I can’t lay hands on the text, but there’s a dream or a flashback to the second city where a citizen is sitting in an outdoor cafe thinking on recent events, how the "king" had a particular mad folly but the daughters corrected it with a bit of cleverness. My reading of this is that the Pharaoh was dealing "honestly" with the Masters to sell the second city, but that it was the daughters who trapped and delayed the mission. In other words, the Masters would be angry at the Pharaoh only because of the actions of his daughters, not because of what he did.
There’s also text from the Long Road destiny where I think the other masters chide Veils about his "humble origins" or something. I’m having a terrible time finding text at the moment, though.
Putting this into the context of the Aten controversy, remember that Aten, the god which Akhenaten wanted to center everything around, is the sun disk, or perhaps what the fourth city residents would have called a Judgment. (As a side note, I’m noticing a theme that aside from Vicky and Al, the regents who traded their cities for love seem to be oriented around sun worship of one form or another. Someone tell Sundance, Wyoming to be on the lookout for giant talking bats.) I’m of the opinion that the various contracts signed for the cities involved more than just the preservation of a dying loved one, but also additional wishes (most of which probably went horribly astray. Given the general loony behavior of Akhenaten, I wouldn’t be surprised if he asked for some kind of apotheosis towards the sun, which was the equivalent of making him a master, or perhaps merging him with one. The text above about the memories of stars gives me pause, of course – although it’s possible that like Chimes the Vake is not always Veils, or that Veils somehow swallowed/merged with/incorporated the Pharaoh, making him "chained."
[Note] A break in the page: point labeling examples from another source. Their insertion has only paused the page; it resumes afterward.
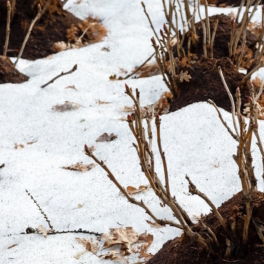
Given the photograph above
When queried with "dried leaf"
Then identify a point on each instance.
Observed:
(105, 49)
(113, 78)
(80, 167)
(128, 109)
(124, 237)
(89, 245)
(184, 76)
(106, 137)
(133, 190)
(12, 246)
(71, 87)
(102, 102)
(66, 106)
(147, 239)
(154, 224)
(113, 255)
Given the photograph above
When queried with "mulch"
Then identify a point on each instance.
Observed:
(181, 250)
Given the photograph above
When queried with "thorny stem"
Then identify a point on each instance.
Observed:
(8, 5)
(213, 37)
(231, 99)
(28, 34)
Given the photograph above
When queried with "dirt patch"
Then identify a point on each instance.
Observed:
(182, 250)
(222, 38)
(51, 28)
(8, 73)
(207, 84)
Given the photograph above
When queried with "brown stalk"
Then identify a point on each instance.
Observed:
(193, 190)
(60, 75)
(138, 68)
(130, 199)
(28, 34)
(208, 30)
(247, 77)
(8, 6)
(239, 10)
(204, 31)
(162, 154)
(242, 48)
(212, 41)
(231, 99)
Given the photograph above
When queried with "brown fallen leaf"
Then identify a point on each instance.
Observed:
(184, 76)
(12, 246)
(154, 224)
(66, 106)
(32, 142)
(106, 137)
(102, 102)
(20, 145)
(128, 109)
(147, 239)
(71, 87)
(124, 237)
(132, 190)
(80, 167)
(89, 245)
(41, 230)
(105, 49)
(113, 255)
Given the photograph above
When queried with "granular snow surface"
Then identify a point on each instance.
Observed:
(193, 138)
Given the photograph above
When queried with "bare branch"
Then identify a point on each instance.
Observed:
(28, 34)
(231, 100)
(8, 5)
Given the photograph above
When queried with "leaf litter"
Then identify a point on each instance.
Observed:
(80, 167)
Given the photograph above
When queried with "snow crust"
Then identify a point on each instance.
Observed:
(193, 139)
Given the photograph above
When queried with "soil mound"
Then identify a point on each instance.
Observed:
(54, 26)
(206, 83)
(222, 38)
(182, 250)
(8, 73)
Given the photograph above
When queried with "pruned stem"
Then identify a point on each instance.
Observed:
(8, 5)
(193, 190)
(231, 99)
(28, 34)
(213, 37)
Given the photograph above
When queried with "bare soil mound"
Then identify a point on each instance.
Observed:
(207, 84)
(222, 38)
(8, 73)
(55, 25)
(182, 250)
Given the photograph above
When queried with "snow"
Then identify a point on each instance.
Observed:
(193, 139)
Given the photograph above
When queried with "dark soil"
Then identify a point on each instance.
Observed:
(8, 73)
(222, 38)
(207, 84)
(51, 28)
(182, 250)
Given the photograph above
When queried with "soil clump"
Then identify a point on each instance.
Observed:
(181, 250)
(54, 26)
(8, 73)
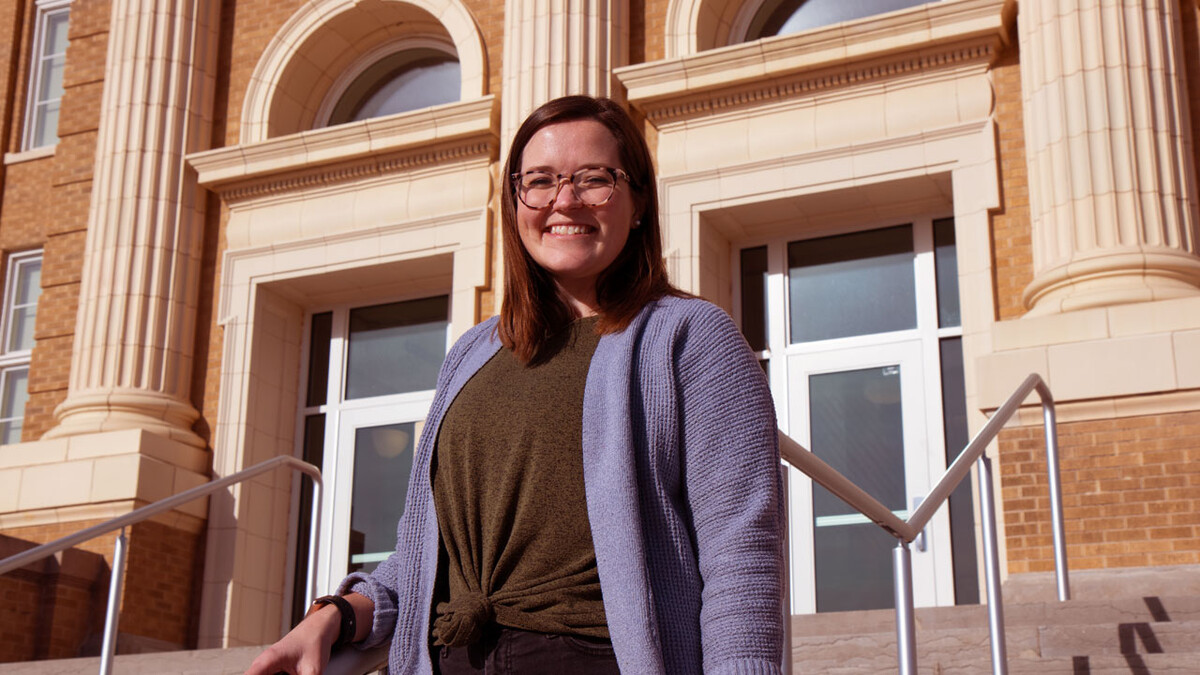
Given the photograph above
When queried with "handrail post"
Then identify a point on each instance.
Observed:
(991, 568)
(787, 573)
(906, 628)
(1053, 472)
(114, 601)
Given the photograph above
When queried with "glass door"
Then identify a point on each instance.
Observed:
(375, 459)
(855, 408)
(370, 377)
(849, 330)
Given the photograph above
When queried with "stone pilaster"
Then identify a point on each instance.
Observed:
(558, 47)
(133, 344)
(1113, 189)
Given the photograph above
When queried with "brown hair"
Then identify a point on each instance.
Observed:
(533, 314)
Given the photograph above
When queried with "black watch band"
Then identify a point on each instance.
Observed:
(349, 622)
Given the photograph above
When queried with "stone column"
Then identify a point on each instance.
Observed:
(133, 345)
(1113, 189)
(558, 47)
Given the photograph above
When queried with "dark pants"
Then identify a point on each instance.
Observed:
(508, 651)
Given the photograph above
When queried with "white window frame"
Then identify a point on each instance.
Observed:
(780, 350)
(15, 360)
(45, 11)
(342, 417)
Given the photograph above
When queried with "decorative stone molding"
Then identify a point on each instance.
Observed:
(557, 48)
(1113, 186)
(322, 41)
(352, 151)
(132, 357)
(821, 63)
(699, 25)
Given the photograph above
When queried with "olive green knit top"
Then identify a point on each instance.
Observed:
(508, 489)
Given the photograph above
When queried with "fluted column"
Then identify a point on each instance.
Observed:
(133, 344)
(558, 47)
(1113, 190)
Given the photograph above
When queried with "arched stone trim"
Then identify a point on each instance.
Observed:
(325, 37)
(343, 82)
(697, 25)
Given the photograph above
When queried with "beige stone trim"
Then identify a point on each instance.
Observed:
(327, 37)
(349, 153)
(559, 47)
(700, 25)
(864, 124)
(78, 472)
(1122, 351)
(1113, 185)
(132, 357)
(347, 214)
(99, 513)
(1113, 408)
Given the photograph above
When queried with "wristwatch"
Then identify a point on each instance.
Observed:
(349, 626)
As to the Vake massacring the daughters, I’m pretty sure that’s just a fantasy of the Vake, not a memory. And I’m assuming that if the Pharaoh did become the Vake, the transformation left him in quite an altered state of mind, leaving behind old attachments with only rage of betrayal remaining.
Again, I’m very much not sold on this theory, but I don’t think it’s completely out of line with what we know.[/li]
edited by Trodgmey on 2/27/2014
Well, she did have an empire on which the sun never set…
It seems to me to be pretty well established that Amarna was the Second City, but I’ll add another bit of evidence anyway. It was previously mentioned in this thread that one can come across "a piece of white gold, a fragment of a miniature wheel with a spoke attached." Given that the symbol used to depict the Aten was a sun-disk with downward-radiating rays of light, it’s easy to see why a nineteenth-century Londoner without an Egyptological education might mistake a broken Aten amulet for part of a damaged wheel.
Also, as a fun aside regarding all these sun-connections, the sun technically still has not set on the British Empire.
[li][/li][li]
edited by Cutlerine on 3/3/2014[/li][li]
edited by Cutlerine on 3/3/2014
Considering that the “Hand of Aten” appears in the context and company of the “Traitor Empress” and “The King with a Hundred Hearts”, which both are the names given to Queen Victoria and the Priest-King after their trades and “transformations”, perhaps “the Hand of Aten” is simply the name by which Akhenaten goes these days in the Neath, and perhaps related to a sort of transformation of his own.
Maybe the Masters reduced him to a walking hand.